Now I have a dear husband and dear children and don’t often find myself traveling alone. While I like to think I travel light, I must be prepared for various contingencies that may arise when one travels with toddlers. The bare essentials must be covered – food, water and shelter. (I put clothing and diapers in the shelter category). I always bring the amount I estimate we’ll need – plus extra. You never know. . . I remember a layover in Atlanta when an Asian couple, seeing me with my infant, approached me meekly and asked if I had an extra diaper. Of course! We had what we needed and some to share. More recently, I walked out of the YMCA with my toddlers, following closely behind another couple arguing over who forgot the diaper bag and what they were going to do with their toddler son who had a MAJOR blowout. Turned out they were parked next to me. “Um, excuse me, do you have some wet wipes we can borrow?” Of course! We had what we needed and some to share. I was just sorry I didn’t have the correct size diaper for the boy so he could could be properly sheltered on the way home.

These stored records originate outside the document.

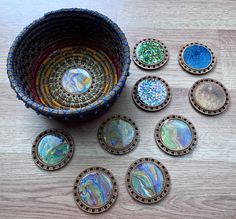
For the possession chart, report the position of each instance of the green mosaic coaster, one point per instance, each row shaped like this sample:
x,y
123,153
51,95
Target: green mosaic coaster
x,y
150,54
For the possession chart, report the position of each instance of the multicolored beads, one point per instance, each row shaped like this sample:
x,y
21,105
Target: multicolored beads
x,y
209,96
196,58
52,149
147,180
175,135
95,190
118,135
150,54
151,93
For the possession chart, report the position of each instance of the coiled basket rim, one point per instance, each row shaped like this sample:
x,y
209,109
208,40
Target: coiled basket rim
x,y
53,112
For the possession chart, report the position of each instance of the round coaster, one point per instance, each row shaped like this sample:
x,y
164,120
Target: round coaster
x,y
209,97
95,190
196,58
118,135
151,93
52,149
175,135
76,80
150,54
147,180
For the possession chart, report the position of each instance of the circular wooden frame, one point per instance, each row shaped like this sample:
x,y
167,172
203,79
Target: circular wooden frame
x,y
147,107
83,206
165,188
119,151
67,158
196,71
160,143
204,111
155,66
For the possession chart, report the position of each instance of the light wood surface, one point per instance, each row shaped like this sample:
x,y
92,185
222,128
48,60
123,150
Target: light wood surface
x,y
203,182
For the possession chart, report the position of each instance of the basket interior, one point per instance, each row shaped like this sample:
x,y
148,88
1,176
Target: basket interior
x,y
61,47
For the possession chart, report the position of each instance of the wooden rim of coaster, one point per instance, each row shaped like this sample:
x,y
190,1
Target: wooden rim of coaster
x,y
96,210
160,143
196,71
147,107
118,151
67,158
204,111
157,197
155,66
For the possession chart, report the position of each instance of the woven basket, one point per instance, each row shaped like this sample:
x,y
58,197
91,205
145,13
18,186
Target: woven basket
x,y
61,40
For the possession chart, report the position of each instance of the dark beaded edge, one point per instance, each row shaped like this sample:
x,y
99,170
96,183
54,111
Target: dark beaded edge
x,y
84,206
66,160
151,67
165,188
89,111
173,152
146,107
204,111
195,71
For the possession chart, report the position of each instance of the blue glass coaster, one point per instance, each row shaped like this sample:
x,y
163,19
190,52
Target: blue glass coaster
x,y
196,58
52,149
95,190
147,180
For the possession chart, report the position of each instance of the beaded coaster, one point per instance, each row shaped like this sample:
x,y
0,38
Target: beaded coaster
x,y
209,97
147,180
196,58
151,93
175,135
118,135
150,54
52,149
95,190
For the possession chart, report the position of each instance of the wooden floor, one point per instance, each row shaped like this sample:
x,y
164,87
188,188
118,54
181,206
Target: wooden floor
x,y
203,182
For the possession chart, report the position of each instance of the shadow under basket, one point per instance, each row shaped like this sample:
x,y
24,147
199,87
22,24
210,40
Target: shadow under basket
x,y
70,64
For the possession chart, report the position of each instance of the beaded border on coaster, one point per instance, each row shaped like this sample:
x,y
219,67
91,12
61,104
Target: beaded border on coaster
x,y
173,152
204,111
195,71
67,158
146,107
113,196
155,66
121,151
165,188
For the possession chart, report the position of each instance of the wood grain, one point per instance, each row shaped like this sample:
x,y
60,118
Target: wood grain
x,y
203,182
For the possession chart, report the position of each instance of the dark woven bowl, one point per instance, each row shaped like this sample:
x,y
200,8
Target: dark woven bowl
x,y
62,40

I have been blessed by people who shared with me when they didn’t actually have extra to spare. I got all they had and they didn’t bat an eye. I hope I am equally gracious when the opportunity arises. Remembering the man on the train, there are other things I could write about the encounter – stereotypes of immigrants to Denmark, radical Islam, the heated discussion with Danish folks while we waited to disembark in Copenhagen. Those issues aside, I will always remember with gratefulness the fresh tomato sandwiches.